Das beste Ergebnis aus Salzburger Sicht erzielte Maria Höllwart mit Rang fünf. Nach ihrem Turniersieg bei den European Open in Prag musste sie sich diesmal in einem stark besetzten Teilnehmerfeld behaupten und verpasste trotz guter Leistungen knapp einen weiteren Podestplatz.
Larissa Sickinger zeigte einen engagierten Auftaktkampf und war lange auf Augenhöhe mit ihrer Gegnerin. In einer vielversprechenden Angriffsaktion wurde sie jedoch gekontert und schied trotz einer starken Leistung früh aus.
Vilmos Lennert traf bereits in der ersten Runde auf einen äußerst starken Gegner, der mit hohem Tempo und großer körperlicher Präsenz agierte. Trotz beherzten Einsatzes war an diesem Tag kein Weiterkommen möglich.
Michael Niederdorfer lieferte sich einen intensiven Kampf, der bis ins Golden Score ging. Nach einer langen und ausgeglichenen Begegnung musste er sich schließlich aufgrund von drei Shido-Strafen geschlagen geben.
Franziska Kaiser erwischte mit der topgesetzten Athletin ein besonders schwieriges Erstrundenlos.

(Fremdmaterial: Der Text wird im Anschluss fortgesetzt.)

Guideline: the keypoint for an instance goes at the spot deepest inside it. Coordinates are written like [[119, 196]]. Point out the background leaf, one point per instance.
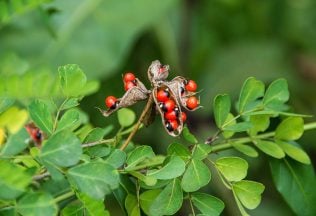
[[62, 149], [295, 182]]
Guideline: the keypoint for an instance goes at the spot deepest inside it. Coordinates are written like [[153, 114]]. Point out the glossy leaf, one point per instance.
[[40, 114], [276, 94], [62, 149], [221, 107], [70, 120], [290, 128], [294, 152], [138, 155], [232, 168], [169, 201], [131, 205], [16, 143], [201, 151], [126, 117], [172, 169], [96, 179], [296, 183], [196, 176], [188, 135], [246, 149], [13, 180], [207, 204], [248, 192], [39, 203], [179, 150], [72, 79], [270, 148], [146, 199], [251, 90]]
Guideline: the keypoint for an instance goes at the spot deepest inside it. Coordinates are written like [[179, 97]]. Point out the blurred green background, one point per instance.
[[218, 43]]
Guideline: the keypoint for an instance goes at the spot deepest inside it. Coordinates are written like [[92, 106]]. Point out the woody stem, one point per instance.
[[140, 120]]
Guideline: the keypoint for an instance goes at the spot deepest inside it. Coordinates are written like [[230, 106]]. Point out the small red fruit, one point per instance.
[[111, 102], [183, 116], [192, 102], [163, 95], [129, 85], [172, 125], [191, 86], [129, 77], [172, 115], [167, 106]]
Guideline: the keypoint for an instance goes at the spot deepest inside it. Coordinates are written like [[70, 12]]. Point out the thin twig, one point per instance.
[[139, 122]]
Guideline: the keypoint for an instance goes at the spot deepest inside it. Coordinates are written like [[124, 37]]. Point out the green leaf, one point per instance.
[[13, 180], [221, 107], [290, 128], [39, 203], [196, 176], [259, 123], [96, 179], [294, 152], [277, 94], [201, 151], [16, 143], [41, 115], [70, 120], [126, 117], [146, 199], [188, 135], [239, 127], [70, 103], [138, 155], [270, 148], [169, 201], [179, 150], [172, 169], [131, 205], [62, 149], [246, 149], [116, 158], [248, 192], [296, 183], [251, 90], [232, 168], [207, 204], [72, 79], [92, 206]]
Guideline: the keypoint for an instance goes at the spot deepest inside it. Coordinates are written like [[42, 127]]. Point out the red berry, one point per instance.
[[129, 77], [167, 106], [192, 102], [191, 86], [111, 102], [183, 116], [163, 95], [172, 115], [129, 85], [172, 125]]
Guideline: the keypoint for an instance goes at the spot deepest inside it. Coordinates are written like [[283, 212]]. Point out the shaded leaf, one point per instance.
[[232, 168], [290, 128], [221, 107], [196, 176], [96, 179], [207, 204], [39, 203], [62, 149], [296, 183], [248, 192], [169, 201]]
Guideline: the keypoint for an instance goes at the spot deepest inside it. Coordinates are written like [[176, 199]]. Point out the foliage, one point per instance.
[[89, 165]]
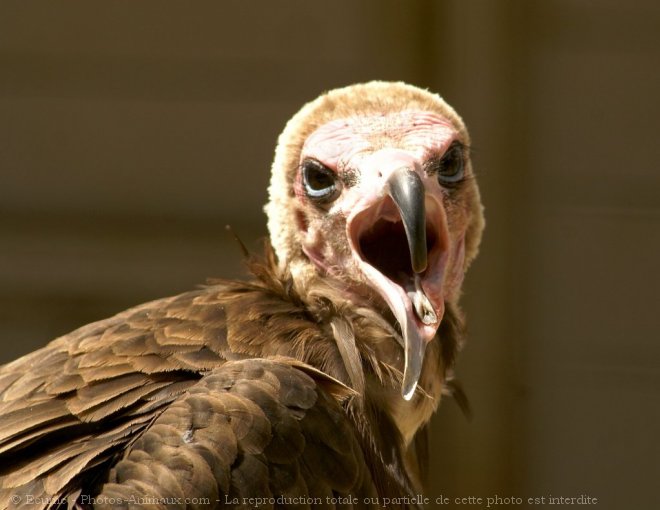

Sie zeigte eine überzeugende Leistung und hielt den Kampf lange offen. Nachdem ihre Gegnerin mit Yuko führte, musste Kaiser in der Schlussminute mehr Risiko eingehen, wodurch ihre Kontrahentin die entstehenden Möglichkeiten für sich nutzen konnte.
Auch wenn ein Spitzenresultat diesmal ausblieb, konnten die Salzburger Judoka auf internationalem Niveau wichtige Wettkampferfahrung sammeln und wertvolle Erkenntnisse für die kommenden Aufgaben mitnehmen.